Помню Марченко, здоровенного малороссиянина, помню его глаза без мысли, остановившиеся, а на руках у него дочка, дочерна обожженная порохом, и она уже не кричала, в грудочке у нее что-то тихохонько взбулькивало. Сам Марченко был совершенно неподвижен, но вместе было видно, как он быстро и мелко трепещет каким-то внутренним трепетом.
Помню, как из-под камней доставали трупы и раненых. И этого Шевченку до ужаса отчетливо вижу. Ему ногу оторвало, кровь из бедра хлестала с такой силой, что мне тогда мелькнула подбитая лошадь. И еще мне запомнилось, как эту кровь с какой-то торопливой жадностью поглощала земля.
Многие жаловались на нестерпимую боль в ушах, на страшный шум в голове, но мне и моим помощникам было не до контуженых: не успели еще подобрать всех раненых, как бомбардирование возобновилось.

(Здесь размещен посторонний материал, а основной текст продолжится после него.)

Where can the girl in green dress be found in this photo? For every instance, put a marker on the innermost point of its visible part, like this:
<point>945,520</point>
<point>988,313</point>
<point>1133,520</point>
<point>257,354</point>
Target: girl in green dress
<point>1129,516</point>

Корабли вновь изрыгали огонь, но снаряды свистели и выли поверх Новой Москвы, неслись в сторону горного леса. Оказывается, оттуда, с гор, к нам на помощь валили туземцы. Их было не меньше полутысячи, во главе с Абдуллой.
Я еще не говорил про Абдуллу. То был веселый, храбрый, смышленый малый. Он был вождем данакильского племени. Н.И.Ашинов сумел сдружиться с Абдуллой. Тот повторял: «Вы, москов, – сидите у моря, а я – в горах, и мы не дадимся френджам», то есть иностранцам, французам.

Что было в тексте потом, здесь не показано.